Both floors have been broken up into zones, defined by the void and the new slatted timber screens of reclaimed Ontario pine (which, incredibly, has spent the past 200 years buried under landfill at the water’s edge). The screens are obviously a nod to the original internal features, but it also warms up the office in a way that many restored industrial buildings fail to do. The ‘blue zone’, or public space, holds the reception, meeting rooms (six on the ground floor), a café and an architectural library. The ‘green zone’ is for services – printer rooms, washrooms and showers – while the studio zone is for workstations, which get plenty of natural light. The overall idea was to respect the industrial heritage by preserving as much of the original timber structure as possible (floors, ceilings, columns) while adapting to Stantec’s needs. As Wong explains, “Conceptually, we had this historic layer, which is the timber structure. And then we have our contemporary layer on top of that.”

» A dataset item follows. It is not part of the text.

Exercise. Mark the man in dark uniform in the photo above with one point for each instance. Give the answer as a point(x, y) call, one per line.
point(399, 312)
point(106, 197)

This idea of layers is a theme that has been accentuated by a raised-floor system, slices of which are visible through glass fascias in the void. When construction started, there were no services, only a few rooftop units dropping down a central core and some sprinkler lines for the manufacturing space – leaving the architects free to devise all of their own lighting and air distribution. “A raised-floor system hasn’t been used in a retrofit in an older building like this, so we had to work our way through that,” Wong adds. “We loved that wood ceiling – it’s beautiful – so we wanted to make sure it was preserved. The last thing we wanted to do was to stick another layer over it for services. So the idea of the raised floor was an architectural and engineering solution, where I said, please, let’s either not touch the ceiling, or only have minimal ductwork, and the engineers said well, why don’t we go under the floor? It gave us great flexibility, it preserved the wood ceiling and it is low energy.”
Where the original floors haven’t been preserved, bare concrete slabs were installed to continue with the raw, industrial feeling of the space. For the same reason, unfinished steel fittings were used in the void and on the staircase. Stantec is quite keen that the building should have a positive effect on the community. The old cargo entrance has been donated back to the city as a gallery for local artists. Due to fewer parking spaces, Stantec is helping staff with subsidised transport passes. Plus, says Wong, they wanted to think beyond their own stay here. “We’ve come into the building, we’ve adapted it for our purposes, but we’re hoping that when the space is no longer suitable for us, some other generation can use it. To us, that is the greenest approach.”But the key success here has been the bringing together of Stantec’s different segments to work in a new way. “I think it’s a way of changing the approach of the entire industry,” Wong concludes. “Typically, we’re very compartmentalised in our various disciplines. Architects don’t start anything until infrastructure is in place; engineering typically doesn’t start until an architect has a proposal and floor plans. We’re trying to change that.”